SemiTooth: a Generalizable Semi-supervised Framework for Multi-Source Tooth Segmentation¶

Conference: CVPR2025
arXiv: 2603.11616
Code: To be confirmed
Area: Medical Image
Keywords: semi-supervised learning, multi-source, tooth segmentation, CBCT, multi-teacher-student

TL;DR¶

This paper proposes SemiTooth, a multi-teacher-student semi-supervised framework, which achieves cross-domain generalization for multi-source CBCT tooth segmentation via a Stricter Weighted-Confidence Constraint.

Background & Motivation¶

Cone-beam computed tomography (CBCT) is a widely used imaging modality in clinical dentistry, where tooth structure segmentation serves as a fundamental task for orthodontics, implant planning, and lesion analysis.

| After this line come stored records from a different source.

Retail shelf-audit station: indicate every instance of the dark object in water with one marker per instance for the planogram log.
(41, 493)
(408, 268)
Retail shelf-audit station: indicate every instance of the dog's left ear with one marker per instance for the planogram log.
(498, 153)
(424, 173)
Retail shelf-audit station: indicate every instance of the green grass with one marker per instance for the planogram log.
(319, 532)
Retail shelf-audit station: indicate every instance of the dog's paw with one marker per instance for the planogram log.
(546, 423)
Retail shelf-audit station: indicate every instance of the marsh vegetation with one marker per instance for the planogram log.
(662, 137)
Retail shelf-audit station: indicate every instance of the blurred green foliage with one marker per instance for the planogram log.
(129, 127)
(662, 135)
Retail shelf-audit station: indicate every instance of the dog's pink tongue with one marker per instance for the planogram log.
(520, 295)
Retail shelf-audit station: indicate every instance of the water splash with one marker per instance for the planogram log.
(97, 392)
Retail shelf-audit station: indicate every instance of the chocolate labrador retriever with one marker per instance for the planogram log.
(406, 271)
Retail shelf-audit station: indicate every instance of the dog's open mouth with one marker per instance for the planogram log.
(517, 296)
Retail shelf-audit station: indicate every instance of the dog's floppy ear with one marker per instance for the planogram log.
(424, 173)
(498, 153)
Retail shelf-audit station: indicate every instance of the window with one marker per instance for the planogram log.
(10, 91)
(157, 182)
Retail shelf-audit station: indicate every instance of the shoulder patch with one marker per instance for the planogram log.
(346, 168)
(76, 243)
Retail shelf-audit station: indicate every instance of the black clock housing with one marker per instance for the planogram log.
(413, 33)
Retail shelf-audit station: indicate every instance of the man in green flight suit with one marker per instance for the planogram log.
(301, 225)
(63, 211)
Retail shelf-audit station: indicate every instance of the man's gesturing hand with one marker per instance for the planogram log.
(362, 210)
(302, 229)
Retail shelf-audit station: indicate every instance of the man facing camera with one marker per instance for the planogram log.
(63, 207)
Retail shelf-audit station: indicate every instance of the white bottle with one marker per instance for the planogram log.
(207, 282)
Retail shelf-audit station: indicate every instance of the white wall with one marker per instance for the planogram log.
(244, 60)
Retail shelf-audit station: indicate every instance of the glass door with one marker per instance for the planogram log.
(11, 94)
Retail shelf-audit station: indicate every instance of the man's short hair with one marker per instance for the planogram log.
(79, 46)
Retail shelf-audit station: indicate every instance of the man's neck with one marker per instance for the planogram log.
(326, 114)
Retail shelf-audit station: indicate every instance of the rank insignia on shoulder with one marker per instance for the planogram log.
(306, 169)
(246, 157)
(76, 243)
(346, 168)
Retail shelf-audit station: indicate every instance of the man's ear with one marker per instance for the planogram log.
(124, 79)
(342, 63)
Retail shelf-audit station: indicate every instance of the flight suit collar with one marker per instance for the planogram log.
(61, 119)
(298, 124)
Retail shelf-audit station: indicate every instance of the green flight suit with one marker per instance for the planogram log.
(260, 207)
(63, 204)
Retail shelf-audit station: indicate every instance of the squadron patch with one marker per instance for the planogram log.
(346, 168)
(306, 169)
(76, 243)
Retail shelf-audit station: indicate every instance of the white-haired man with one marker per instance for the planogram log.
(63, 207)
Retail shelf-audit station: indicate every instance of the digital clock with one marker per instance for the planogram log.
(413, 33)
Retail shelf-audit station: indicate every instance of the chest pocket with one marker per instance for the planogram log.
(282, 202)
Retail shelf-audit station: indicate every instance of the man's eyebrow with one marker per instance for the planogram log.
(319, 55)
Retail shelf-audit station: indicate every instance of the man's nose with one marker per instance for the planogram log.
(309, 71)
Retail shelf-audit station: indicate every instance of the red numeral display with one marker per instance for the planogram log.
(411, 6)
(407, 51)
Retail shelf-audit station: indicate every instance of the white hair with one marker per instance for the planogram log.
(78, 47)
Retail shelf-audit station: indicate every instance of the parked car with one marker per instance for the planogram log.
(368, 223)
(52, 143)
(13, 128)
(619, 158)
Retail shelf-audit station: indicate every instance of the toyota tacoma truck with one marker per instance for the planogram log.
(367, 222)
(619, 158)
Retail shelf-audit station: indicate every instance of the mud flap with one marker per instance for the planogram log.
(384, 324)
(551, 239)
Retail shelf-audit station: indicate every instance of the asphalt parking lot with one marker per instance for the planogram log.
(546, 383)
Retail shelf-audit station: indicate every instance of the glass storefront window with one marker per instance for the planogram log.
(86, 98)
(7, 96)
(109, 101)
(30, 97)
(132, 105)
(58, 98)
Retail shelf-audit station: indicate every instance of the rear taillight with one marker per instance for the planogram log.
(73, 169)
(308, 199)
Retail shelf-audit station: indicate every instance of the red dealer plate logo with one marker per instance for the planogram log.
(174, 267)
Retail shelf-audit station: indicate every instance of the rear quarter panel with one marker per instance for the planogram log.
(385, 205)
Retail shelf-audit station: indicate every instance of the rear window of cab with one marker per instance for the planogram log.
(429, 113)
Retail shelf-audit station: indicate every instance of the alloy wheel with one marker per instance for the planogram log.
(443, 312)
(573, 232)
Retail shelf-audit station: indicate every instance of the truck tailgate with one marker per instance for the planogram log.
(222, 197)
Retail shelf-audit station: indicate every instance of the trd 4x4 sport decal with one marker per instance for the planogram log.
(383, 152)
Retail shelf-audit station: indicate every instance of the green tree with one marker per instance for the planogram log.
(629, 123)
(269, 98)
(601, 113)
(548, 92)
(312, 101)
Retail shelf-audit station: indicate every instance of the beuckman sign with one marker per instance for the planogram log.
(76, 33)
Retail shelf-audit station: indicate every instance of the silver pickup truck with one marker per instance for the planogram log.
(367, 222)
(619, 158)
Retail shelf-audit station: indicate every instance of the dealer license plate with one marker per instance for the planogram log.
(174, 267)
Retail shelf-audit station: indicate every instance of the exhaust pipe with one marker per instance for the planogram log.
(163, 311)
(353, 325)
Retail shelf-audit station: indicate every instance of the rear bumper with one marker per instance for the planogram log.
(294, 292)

However, voxel-level annotation is extremely costly, leaving a large amount of de-identified CBCT data underutilized. Existing semi-supervised medical image segmentation (SSMIS) methods are mostly designed for single-source data. However, CBCT data collected from different institutions or devices exhibit significant distribution discrepancies (with entirely different density distributions and feature space clustering), making cross-source generalization difficult. In addition, publicly available multi-source CBCT tooth segmentations datasets are extremely scarce.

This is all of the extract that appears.